13 CUDA Environment Routines

psb_cuda_init — Initializes PSBLAS-CUDA environment

call psb_cuda_init(ctxt [, device])

This subroutine initializes the PSBLAS-CUDA environment.

Type:

Synchronous.

On Entry

device

ID of CUDA device to attach to.
Scope: local.
Type: optional.
Intent: in.
Specified as: an integer value.  Default: use mod(iam,ngpu) where iam is the calling process index and ngpu is the total number of CUDA devices available on the current node.

Notes

  1. A call to this routine must precede any other PSBLAS-CUDA call.

psb_cuda_exit — Exit from PSBLAS-CUDA environment

call psb_cuda_exit(ctxt)

This subroutine exits from the PSBLAS CUDA context.

Type:

Synchronous.

On Entry

ctxt

the communication context identifying the virtual parallel machine.
Scope: global.
Type: required.
Intent: in.
Specified as: an integer variable.

psb_cuda_DeviceSync — Synchronize CUDA device

call psb_cuda_DeviceSync()

This subroutine ensures that all previosly invoked kernels, i.e. all invocation of CUDA-side code, have completed.

psb_cuda_getDeviceCount

ngpus =  psb_cuda_getDeviceCount()

Get number of devices available on current computing node.

psb_cuda_getDevice

ngpus =  psb_cuda_getDevice()

Get device in use by current process.

psb_cuda_setDevice

info = psb_cuda_setDevice(dev)

Set device to be used by current process.

psb_cuda_DeviceHasUVA

hasUva = psb_cuda_DeviceHasUVA()

Returns true if device currently in use supports UVA (Unified Virtual Addressing).

psb_cuda_WarpSize

nw = psb_cuda_WarpSize()

Returns the warp size.

psb_cuda_MultiProcessors

nmp = psb_cuda_MultiProcessors()

Returns the number of multiprocessors in the CUDA device.

psb_cuda_MaxThreadsPerMP

nt = psb_cuda_MaxThreadsPerMP()

Returns the maximum number of threads per multiprocessor.

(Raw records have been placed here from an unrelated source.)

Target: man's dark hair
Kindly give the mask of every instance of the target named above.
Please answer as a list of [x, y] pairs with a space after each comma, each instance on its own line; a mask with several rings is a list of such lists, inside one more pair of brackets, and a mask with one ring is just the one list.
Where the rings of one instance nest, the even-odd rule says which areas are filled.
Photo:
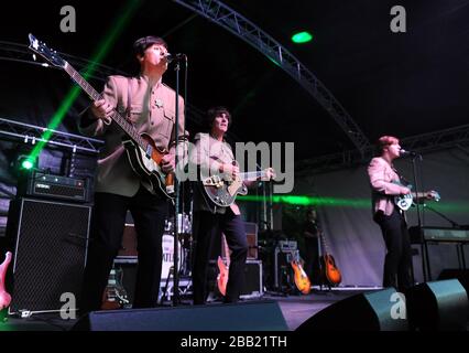
[[391, 145], [399, 143], [399, 139], [394, 136], [382, 136], [377, 141], [377, 152], [381, 154], [384, 149]]
[[207, 125], [208, 125], [209, 128], [211, 128], [211, 126], [214, 125], [215, 118], [222, 113], [225, 113], [228, 117], [228, 127], [231, 126], [231, 114], [230, 114], [230, 111], [226, 107], [218, 106], [218, 107], [212, 107], [212, 108], [207, 110]]
[[167, 44], [162, 38], [148, 35], [148, 36], [142, 36], [138, 39], [133, 43], [133, 52], [135, 55], [143, 56], [145, 50], [153, 44], [163, 45], [165, 49], [167, 49]]

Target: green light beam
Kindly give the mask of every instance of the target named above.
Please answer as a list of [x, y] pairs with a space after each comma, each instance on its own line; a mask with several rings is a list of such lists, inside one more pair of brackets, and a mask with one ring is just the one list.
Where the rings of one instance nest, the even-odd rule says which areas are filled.
[[[264, 202], [266, 199], [255, 195], [239, 195], [239, 201], [247, 202]], [[370, 199], [340, 199], [340, 197], [315, 197], [306, 195], [273, 195], [273, 203], [297, 206], [331, 206], [331, 207], [352, 207], [368, 208], [371, 212]], [[469, 202], [428, 202], [428, 206], [441, 213], [462, 213], [469, 214]], [[407, 212], [415, 212], [416, 207], [410, 208]], [[430, 210], [426, 213], [430, 214]]]
[[[98, 44], [98, 51], [91, 56], [92, 58], [90, 61], [90, 64], [85, 68], [85, 73], [83, 74], [85, 79], [88, 79], [88, 77], [92, 75], [92, 73], [96, 71], [97, 65], [99, 65], [105, 58], [105, 56], [109, 53], [111, 46], [114, 44], [116, 40], [119, 38], [119, 34], [128, 24], [130, 18], [134, 14], [140, 3], [141, 3], [141, 0], [131, 0], [128, 2], [127, 7], [122, 11], [119, 11], [119, 13], [122, 13], [122, 15], [117, 19], [116, 24], [111, 26], [111, 30], [105, 36], [105, 40], [102, 40]], [[79, 96], [80, 89], [81, 88], [79, 86], [73, 86], [69, 89], [69, 92], [66, 94], [61, 106], [53, 115], [46, 130], [42, 135], [41, 137], [42, 141], [37, 142], [37, 145], [34, 147], [34, 149], [31, 151], [29, 156], [29, 159], [31, 159], [33, 162], [37, 159], [37, 157], [41, 154], [42, 150], [44, 149], [45, 145], [51, 139], [53, 135], [52, 130], [56, 130], [57, 127], [62, 124], [62, 120], [64, 119], [65, 115], [67, 114], [69, 108], [73, 106], [77, 97]]]

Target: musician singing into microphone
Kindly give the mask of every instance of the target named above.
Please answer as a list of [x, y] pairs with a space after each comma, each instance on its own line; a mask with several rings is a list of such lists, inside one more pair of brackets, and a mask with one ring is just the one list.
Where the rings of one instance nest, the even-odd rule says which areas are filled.
[[[209, 133], [195, 136], [195, 149], [190, 162], [198, 165], [205, 175], [217, 175], [222, 180], [233, 180], [239, 168], [225, 133], [231, 125], [231, 115], [225, 107], [210, 108], [207, 113]], [[273, 174], [268, 171], [265, 180]], [[193, 267], [194, 304], [204, 304], [207, 297], [207, 271], [215, 242], [220, 242], [223, 233], [228, 243], [230, 265], [223, 302], [237, 302], [243, 281], [243, 269], [248, 255], [248, 240], [241, 212], [236, 203], [220, 206], [204, 193], [200, 183], [194, 188], [194, 236], [195, 260]]]
[[[175, 168], [176, 97], [162, 82], [168, 65], [164, 40], [144, 36], [134, 42], [133, 49], [140, 74], [137, 77], [109, 76], [102, 99], [95, 101], [80, 120], [84, 133], [101, 136], [106, 141], [96, 175], [91, 239], [80, 303], [83, 312], [100, 309], [112, 261], [121, 248], [128, 210], [133, 216], [139, 250], [133, 307], [153, 307], [159, 298], [167, 199], [135, 172], [137, 163], [130, 162], [122, 146], [129, 133], [112, 117], [117, 110], [130, 122], [135, 136], [145, 132], [157, 148], [168, 150], [162, 159], [161, 171], [171, 173]], [[178, 97], [178, 114], [177, 143], [183, 145], [178, 148], [182, 151], [186, 143], [182, 97]]]
[[[413, 286], [412, 248], [404, 213], [395, 203], [395, 196], [412, 195], [411, 189], [401, 184], [393, 161], [401, 154], [397, 138], [383, 136], [378, 140], [380, 157], [368, 165], [372, 190], [373, 220], [381, 227], [386, 246], [383, 287], [395, 287], [400, 291]], [[434, 199], [424, 193], [419, 199]]]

psb_cuda_MaxRegistersPerBlock

nr = psb_cuda_MaxRegistersPerBlock()

Returns the maximum number of register per thread block.

psb_cuda_MemoryClockRate

cl = psb_cuda_MemoryClockRate()

Returns the memory clock rate in KHz, as an integer.

psb_cuda_MemoryBusWidth

nb = psb_cuda_MemoryBusWidth()

Returns the memory bus width in bits.

psb_cuda_MemoryPeakBandwidth

bw = psb_cuda_MemoryPeakBandwidth()

Returns the peak memory bandwidth in MB/s (real double precision).